III. Эйхман становится Кингсли

Хотя эмоциональный рассказ Питера Малкина о похищении и потеснил историю Хареля, но даже он вряд ли представлял, до каких крайностей доведет эта версия после его смерти.

В 2018 году компания MGM выпустила на экраны «Операцию “Финал”» — крупнейшую из всех снятых к тому времени киноверсий истории о похищении. Режиссер картины Крис Вайц признался, что из всего написанного на эту тему именно «мемуары Питера Малкина» произвели на него самое сильное впечатление. Правда, Вайц также утверждал, что киноверсия основана на «ряде первоисточников». Но на самом деле на MGM многое почерпнули из книги Малкина, и особенно это касается бесед Малкина с Эйхманом, поскольку другого источника попросту нет.

Затем Вайц принял решение, которое подняло историю Малкина на новый уровень. В книге Малкина и его телеверсии Эйхман все еще был отдаленно похож на «жалкое» существо, каким запомнился участвовавшим в его поимке израильтянам. Но когда Вайц пригласил на роль Эйхмана самого сэра Бена Кингсли , от жалкого существа не осталось и следа.

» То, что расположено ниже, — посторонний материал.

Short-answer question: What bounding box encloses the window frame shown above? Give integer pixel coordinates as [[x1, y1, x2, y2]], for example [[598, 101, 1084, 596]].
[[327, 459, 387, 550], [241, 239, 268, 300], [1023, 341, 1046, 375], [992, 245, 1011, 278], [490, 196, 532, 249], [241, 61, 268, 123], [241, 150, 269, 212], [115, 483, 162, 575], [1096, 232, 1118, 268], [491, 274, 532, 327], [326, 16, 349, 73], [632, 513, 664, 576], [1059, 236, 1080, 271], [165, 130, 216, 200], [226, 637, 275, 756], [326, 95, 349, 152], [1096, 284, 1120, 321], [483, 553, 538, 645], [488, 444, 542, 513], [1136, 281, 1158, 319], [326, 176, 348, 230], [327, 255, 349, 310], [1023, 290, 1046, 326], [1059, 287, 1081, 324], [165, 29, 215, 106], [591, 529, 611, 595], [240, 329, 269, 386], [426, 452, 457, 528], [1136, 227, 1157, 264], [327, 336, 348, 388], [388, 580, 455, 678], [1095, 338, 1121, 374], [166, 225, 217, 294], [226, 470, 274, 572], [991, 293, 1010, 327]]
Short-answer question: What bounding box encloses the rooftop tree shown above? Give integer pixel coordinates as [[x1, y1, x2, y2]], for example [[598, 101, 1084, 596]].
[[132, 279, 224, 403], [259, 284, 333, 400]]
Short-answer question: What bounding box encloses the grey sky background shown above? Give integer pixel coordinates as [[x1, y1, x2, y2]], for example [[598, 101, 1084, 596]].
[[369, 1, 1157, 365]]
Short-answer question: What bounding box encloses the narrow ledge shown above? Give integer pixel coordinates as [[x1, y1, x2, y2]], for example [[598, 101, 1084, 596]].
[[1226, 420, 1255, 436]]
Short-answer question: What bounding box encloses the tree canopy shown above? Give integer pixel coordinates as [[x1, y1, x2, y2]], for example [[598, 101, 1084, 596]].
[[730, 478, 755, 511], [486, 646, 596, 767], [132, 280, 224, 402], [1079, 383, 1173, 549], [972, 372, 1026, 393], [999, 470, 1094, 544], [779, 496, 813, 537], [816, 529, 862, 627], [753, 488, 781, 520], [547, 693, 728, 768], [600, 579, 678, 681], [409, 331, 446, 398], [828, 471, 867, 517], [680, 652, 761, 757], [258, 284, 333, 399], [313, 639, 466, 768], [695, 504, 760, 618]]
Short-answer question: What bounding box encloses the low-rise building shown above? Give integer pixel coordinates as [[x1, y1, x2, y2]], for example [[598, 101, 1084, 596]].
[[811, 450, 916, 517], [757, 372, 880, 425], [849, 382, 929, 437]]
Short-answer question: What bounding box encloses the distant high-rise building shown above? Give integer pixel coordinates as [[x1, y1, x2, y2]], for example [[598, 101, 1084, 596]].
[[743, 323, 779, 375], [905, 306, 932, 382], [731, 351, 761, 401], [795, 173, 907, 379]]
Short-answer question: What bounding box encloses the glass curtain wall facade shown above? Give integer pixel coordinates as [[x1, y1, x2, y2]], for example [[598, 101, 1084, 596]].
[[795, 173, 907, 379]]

На фото: Бен Кингсли в роли Адольфа Эйхмана в фильме режиссера Криса Вайца «Операция “Финал”». 2018

Как отмечал сам Вайц, Кингсли привнес в образ Эйхмана «прорву пафоса и харизмы». Рецензенты разделяли его мнение. Обозреватель New York Times с восхищением заметил, что, даже играя Эйхмана, «Кингсли не может скрыть своей харизмы, с ее озорной жилкой». Журнал Time Out похвалил Кингсли за «сложную и талантливую игру, вызывающую больше сочувствия к нацисту, чем можно было ожидать». Эйхман, поразивший Хареля своей «покорностью», «теперь ставится в один ряд с Ганнибалом Лектером, — писал один рецензент, — он дьявольски хитер и просчитывает на сто ходов вперед».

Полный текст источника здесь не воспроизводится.